作 又吉直樹
文藝春秋


職場の方にお借りして読みました!芥川賞受賞おめでとうございます!
又吉さんは独特のテンポが好きで、文学の面でもご活躍されているのをそっと書店で見かけていました(笑)
そんな又吉さんの文章を拝読するのは実は初めてでして、さらには普段あまり直木賞や芥川賞の本は読まないというか避けていたのですが(本屋大賞等の本は惹かれて読みますが、こういった賞の本は小難しいような合う合わないがあるような気がして…)、貸して頂けるということで職場で少しずつ読み、連休初日に読み終わりました。

この本の登場人物はさほど多くありません。徳永という芸人さんが主人公の話です。この徳永さんは思ったことをすぐに言葉にするのが苦手といったお笑いをやる上では不向きな感じなのですが、その分慎重に観察する方で、地の文でそれがよく表れています。
熱海へ営業で行った先で出会った先輩漫才師の神谷さんとの話がメインです。この神谷さんがとても特徴的な人で短絡的な人かと思えば、人とは、世間とか異なる独特な価値観で己の笑いを追究している人でした。

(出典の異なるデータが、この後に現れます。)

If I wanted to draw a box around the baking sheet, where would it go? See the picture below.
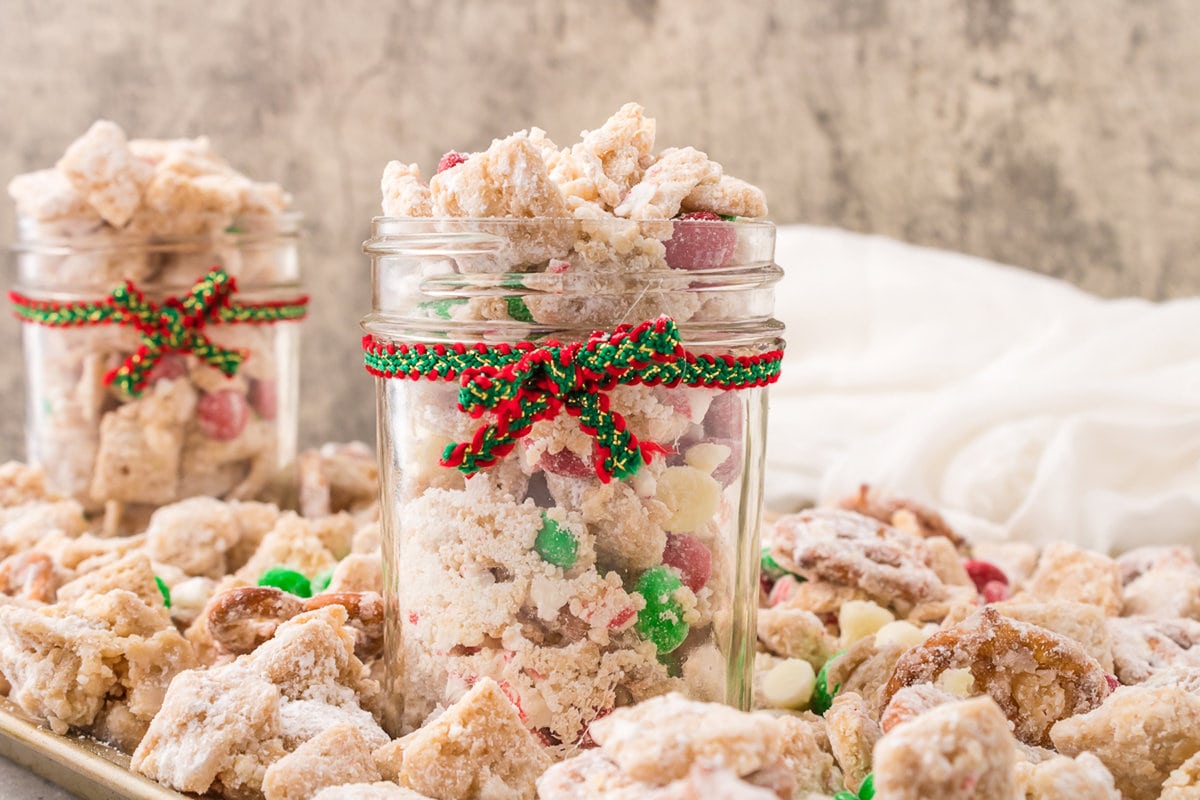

正直に言えば盛り上がりというものはほぼありません。最後の方はありましたが、どちらかといえば時に不可解な様子を見せる神谷さんと徳永さんとのやりとりが殆どです。そのやりとりは淡々なものでありながら、独特なテンポと笑いがありました。作中何度かこの徳永さんは又吉さん自身なのかなと思うところがありましたが、最後の方は実際とは異なっていました。異なっていたというか…神谷さんがあれというか…。一度親しくなれば優しい神谷さんが、そこまでなってしまったのも一重に笑いへの追究故なのでしょうが、ラストについてはこれから神谷さんはどうなってしまうのかという心配しかありません。また、そんな神谷さんを見放さない徳永さんにも人の良さが窺えました。

漫才をしている又吉さんだからこそ表現出来た面もあったのだろうなと思う場面もあり、時に辞書を引かねば分からない難しい表現もあり(それは私の知識のなさでもあります…)、淡々とした中に面白さもあった一冊でした。